On the other hand, NCAA ascribes that the economic regulations that it applies help in promoting competitive balance. The overall goal of NCAA is to attain a competitive equity while considering every member school (NCCA Manual, 1993). The additional principles governing the concept of player recruitment and eligibility state, any related regulation should “promote equity among member institutions”, as well as “promote competitive equity among member institutions” (NCAA Manual, 1993). However, lack of oversight would give room for a number of schools to dominate through outbidding other institutions concerning top athletes. The main conclusion rests on the enforcement mechanism by NCAA over player eligibility recruiting and compensation introduced in 1952 constitutes most substantial operational shift in the history of college football.

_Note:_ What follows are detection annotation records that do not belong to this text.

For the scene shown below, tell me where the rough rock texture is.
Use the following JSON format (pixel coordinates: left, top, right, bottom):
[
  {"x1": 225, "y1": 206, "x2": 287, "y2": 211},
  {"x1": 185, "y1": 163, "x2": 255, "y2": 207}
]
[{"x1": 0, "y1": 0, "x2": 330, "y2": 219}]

Additionally, the results obtained from the results indicate that competitive equity declined following the adoption of cartel enforcement in 1952. The author presents a reliable premise upon which he tests his hypothesis. The art of assessing both the perspectives of economists and NCCA regarding competitive balance helps the reader enlighten over competitive equity. The open TV contract competition over football games, after telecast ban, did not amount to the reduction on competitive balance.
This observation indicates a conflict in the NCCA objectives; amateurism principle pursued at the expense of controlled competitive equity. The biggest criticism of the paper covers the regulations limit concerning the compensation due to athletes, in accordance to the guiding by NCAA, “Principle of Amateurism” (NCAA Manual, 1993). Economists argue that NCAA is a cartel, where members tend to “collude” in order to exhibit joint monopsony over football’s key input. Football players are less paid, while enriching the institution.
There is also a lack of consistency in performance since 1952, following the enforcement mechanism; a fact that constrains college behaviors. There author does not provide any information on how competitive balance could have shifted while excluding the regulation by NCAA. Reference: Eckard, E. Woodrow. (1998). The NCAA Cartel and Competitive Balance in College Football. Kluwer Academic Publishers, Netherlands.